Conectó la radio y del aparato brotaron las suaves melodías de Aretha Franklin. Tenía deseos de fumar, pero no se sentía con fuerzas para salir a hacerlo a la escalera de la entrada. Volvió a pensar en Johan. Un chico de Estocolmo que tal vez no volvería a aparecer por la isla. Mejor así. Ella quizá había estado especialmente sensible aquel día justo porque estaba tan agotada. El primer día en la escuela después del asesinato. Y casi el último. Regresó al trabajo otro par de días, para despachar lo que tenía pendiente, antes de las vacaciones de verano.

Ahora sólo quería tener tiempo para sí misma. Tener la posibilidad de recuperar el equilibrio de algún modo y ordenar sus pensamientos. Por suerte, los niños querían asistir un par de semanas más al centro de actividades extraescolares.

Aquella apatía la atormentaba. Antes, aquel tiempo solía ser estupendo. Ahora no era sino una sombra de lo que era. Su energía había desaparecido. Se cansaba sólo con salir a sacar la bolsa de la basura.

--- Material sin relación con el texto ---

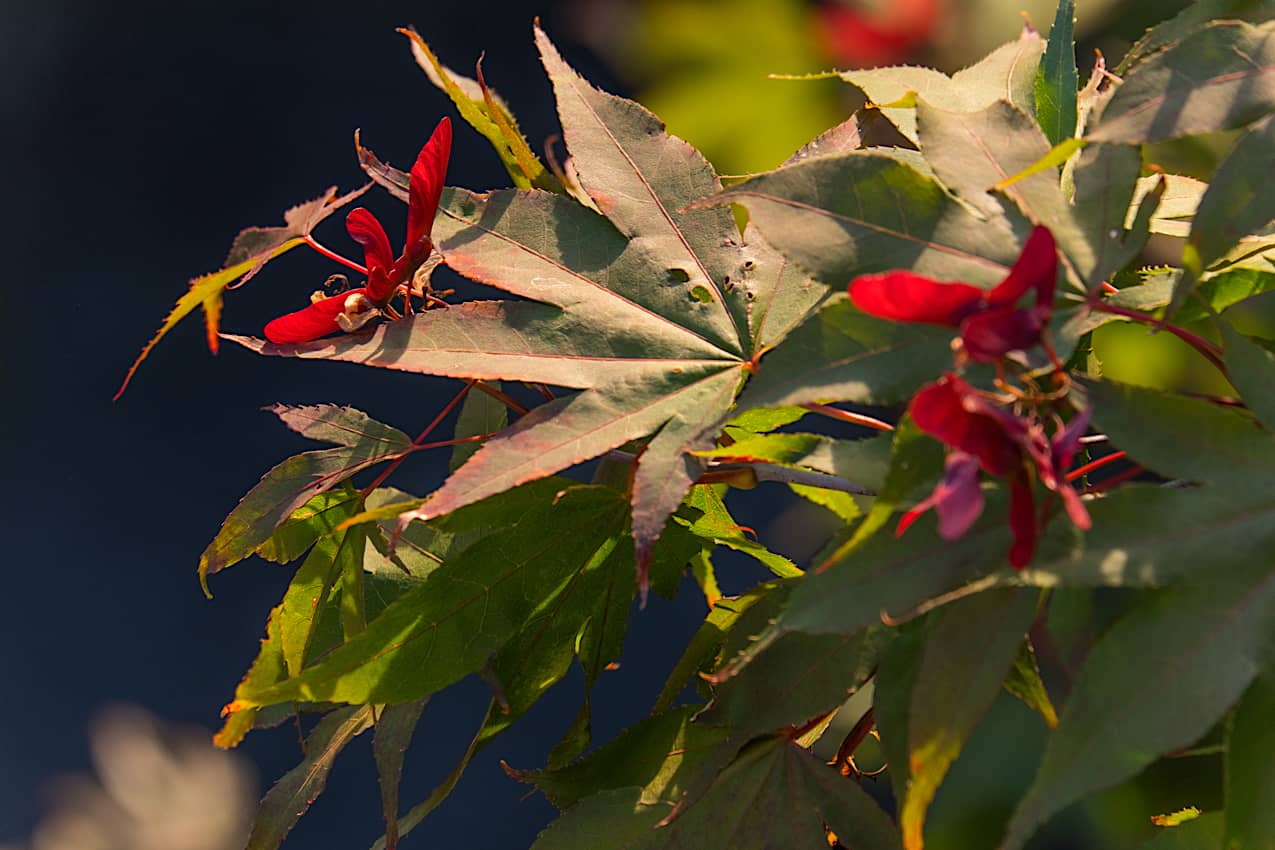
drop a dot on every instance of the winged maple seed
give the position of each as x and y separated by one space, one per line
386 277
979 428
991 325
982 435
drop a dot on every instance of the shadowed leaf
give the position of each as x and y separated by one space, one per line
970 646
448 626
774 797
364 442
393 734
1250 770
1155 682
290 798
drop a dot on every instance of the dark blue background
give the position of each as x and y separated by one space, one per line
140 136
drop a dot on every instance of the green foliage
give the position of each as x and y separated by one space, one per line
676 330
1057 82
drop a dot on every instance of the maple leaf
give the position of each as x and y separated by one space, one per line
652 314
253 249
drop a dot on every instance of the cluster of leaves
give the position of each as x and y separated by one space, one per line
678 343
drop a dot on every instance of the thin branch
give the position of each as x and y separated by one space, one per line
1202 345
420 440
332 255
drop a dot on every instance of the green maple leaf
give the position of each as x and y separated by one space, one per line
650 314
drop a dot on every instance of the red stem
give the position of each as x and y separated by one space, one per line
847 416
1206 349
444 444
1118 478
1094 464
334 256
420 440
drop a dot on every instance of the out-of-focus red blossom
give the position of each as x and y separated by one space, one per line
385 274
890 35
982 435
990 324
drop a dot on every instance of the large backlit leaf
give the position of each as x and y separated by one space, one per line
1219 78
251 250
650 311
843 354
863 212
1005 74
361 442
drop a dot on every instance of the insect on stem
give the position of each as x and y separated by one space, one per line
332 255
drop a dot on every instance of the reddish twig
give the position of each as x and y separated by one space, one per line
332 255
420 440
1200 344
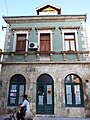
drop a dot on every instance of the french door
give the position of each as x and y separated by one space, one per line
45 98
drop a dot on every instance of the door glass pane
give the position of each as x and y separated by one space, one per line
13 92
72 45
68 94
49 94
66 45
77 94
21 92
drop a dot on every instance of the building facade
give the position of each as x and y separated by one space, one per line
46 56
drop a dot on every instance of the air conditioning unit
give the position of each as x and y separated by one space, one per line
33 46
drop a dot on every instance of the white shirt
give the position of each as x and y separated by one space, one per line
26 103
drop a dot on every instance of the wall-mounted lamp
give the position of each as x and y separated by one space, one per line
0 83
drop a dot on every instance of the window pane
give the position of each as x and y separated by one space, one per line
69 94
72 45
21 92
13 92
66 45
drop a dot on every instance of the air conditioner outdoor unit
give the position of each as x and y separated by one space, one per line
33 45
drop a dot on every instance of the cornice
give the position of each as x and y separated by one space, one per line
43 18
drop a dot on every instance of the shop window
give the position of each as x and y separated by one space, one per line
69 42
73 91
20 42
16 90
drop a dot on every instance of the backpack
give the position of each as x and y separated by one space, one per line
23 110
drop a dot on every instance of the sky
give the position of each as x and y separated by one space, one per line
28 8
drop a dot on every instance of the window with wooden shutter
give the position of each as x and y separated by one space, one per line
21 43
45 42
69 42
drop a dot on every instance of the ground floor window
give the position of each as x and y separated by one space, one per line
16 90
73 91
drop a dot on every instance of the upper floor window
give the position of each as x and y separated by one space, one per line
20 42
73 91
16 89
45 42
70 42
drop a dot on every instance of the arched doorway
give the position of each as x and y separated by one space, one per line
45 95
16 89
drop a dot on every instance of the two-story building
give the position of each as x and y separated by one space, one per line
46 56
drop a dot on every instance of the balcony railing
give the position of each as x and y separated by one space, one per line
64 55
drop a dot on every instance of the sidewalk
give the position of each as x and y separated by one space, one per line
51 118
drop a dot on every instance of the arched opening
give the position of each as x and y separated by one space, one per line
73 91
45 95
16 89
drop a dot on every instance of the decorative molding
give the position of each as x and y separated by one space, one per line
45 28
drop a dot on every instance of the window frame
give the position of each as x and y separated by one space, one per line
72 84
69 31
15 39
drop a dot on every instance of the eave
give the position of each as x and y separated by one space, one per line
44 18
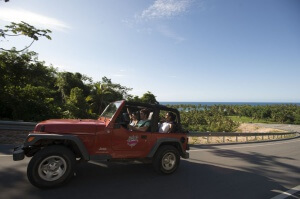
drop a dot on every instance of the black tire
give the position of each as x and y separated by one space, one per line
50 167
166 160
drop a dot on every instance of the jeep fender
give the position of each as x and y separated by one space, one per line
74 139
165 141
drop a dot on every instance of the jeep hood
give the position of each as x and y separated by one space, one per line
68 126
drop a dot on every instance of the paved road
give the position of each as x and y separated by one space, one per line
259 170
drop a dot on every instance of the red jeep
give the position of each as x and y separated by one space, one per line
56 145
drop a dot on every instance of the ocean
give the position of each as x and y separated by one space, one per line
229 103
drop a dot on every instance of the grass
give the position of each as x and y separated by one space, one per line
244 119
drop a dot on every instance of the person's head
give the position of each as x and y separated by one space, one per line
170 117
135 115
144 113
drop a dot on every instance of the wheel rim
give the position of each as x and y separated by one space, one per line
52 168
168 161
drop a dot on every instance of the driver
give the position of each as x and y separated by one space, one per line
144 123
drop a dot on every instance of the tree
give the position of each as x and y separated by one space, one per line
104 92
23 29
67 80
27 89
76 105
146 98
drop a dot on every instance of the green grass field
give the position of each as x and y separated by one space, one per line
244 119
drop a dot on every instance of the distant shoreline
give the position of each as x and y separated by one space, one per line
231 103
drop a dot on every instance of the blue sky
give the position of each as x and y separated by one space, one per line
180 50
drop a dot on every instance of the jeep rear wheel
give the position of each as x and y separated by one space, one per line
50 167
166 160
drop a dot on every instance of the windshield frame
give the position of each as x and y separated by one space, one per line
110 111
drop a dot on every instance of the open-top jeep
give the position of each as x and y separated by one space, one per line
56 145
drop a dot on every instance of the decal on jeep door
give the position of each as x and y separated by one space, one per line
132 140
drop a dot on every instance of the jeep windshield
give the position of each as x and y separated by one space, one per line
110 110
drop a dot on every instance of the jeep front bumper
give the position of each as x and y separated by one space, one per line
18 153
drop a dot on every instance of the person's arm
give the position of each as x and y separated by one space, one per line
171 128
145 126
142 128
129 113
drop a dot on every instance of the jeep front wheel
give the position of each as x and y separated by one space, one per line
166 160
50 167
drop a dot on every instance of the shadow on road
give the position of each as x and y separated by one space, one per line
191 180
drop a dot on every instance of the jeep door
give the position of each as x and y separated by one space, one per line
129 144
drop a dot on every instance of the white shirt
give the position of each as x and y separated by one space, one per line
164 127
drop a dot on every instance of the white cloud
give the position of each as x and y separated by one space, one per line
18 15
165 8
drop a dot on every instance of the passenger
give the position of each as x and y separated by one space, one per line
144 123
168 125
134 117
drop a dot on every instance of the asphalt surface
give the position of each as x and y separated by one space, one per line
257 170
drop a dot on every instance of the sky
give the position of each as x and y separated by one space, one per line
180 50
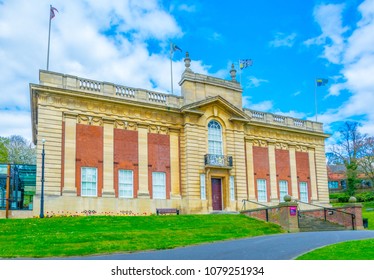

Consultó el reloj que había en la pared. Casi las once. «Tengo que poner una lavadora antes de acostarme. ¡Joder, anímate!», se dijo enojada.

Con los brazos llenos de ropa sucia se agachó para cargar la lavadora, pero se quedó paralizada a medio movimiento. El locutor de radio acababa de comunicar que había aparecido una mujer asesinada en el cementerio de Visby.

DOMINGO 17 DE JUNIO

C
uando Johan y Peter bajaron del taxi ante el hotel Strand de Visby el domingo por la mañana, les azotó un viento frío. El tiempo había empeorado considerablemente. Notaron incluso cómo vibraba el taxi cuando venían desde el aeropuerto. Tiritando, entraron a toda prisa en la recepción. La resaca no contribuía a mejorar la situación.

Les asignaron la misma habitación que la vez anterior. «Me pregunto si es casualidad o atención», pensó Johan mientras introducía la tarjeta en la puerta. Marcó el número de teléfono de Knutas, quien le explicó que estaban colapsados de tantos periodistas como llamaban y que darían una rueda de prensa a las tres de la tarde. No pensaba hacer declaraciones antes de que tuviera lugar esa rueda de prensa.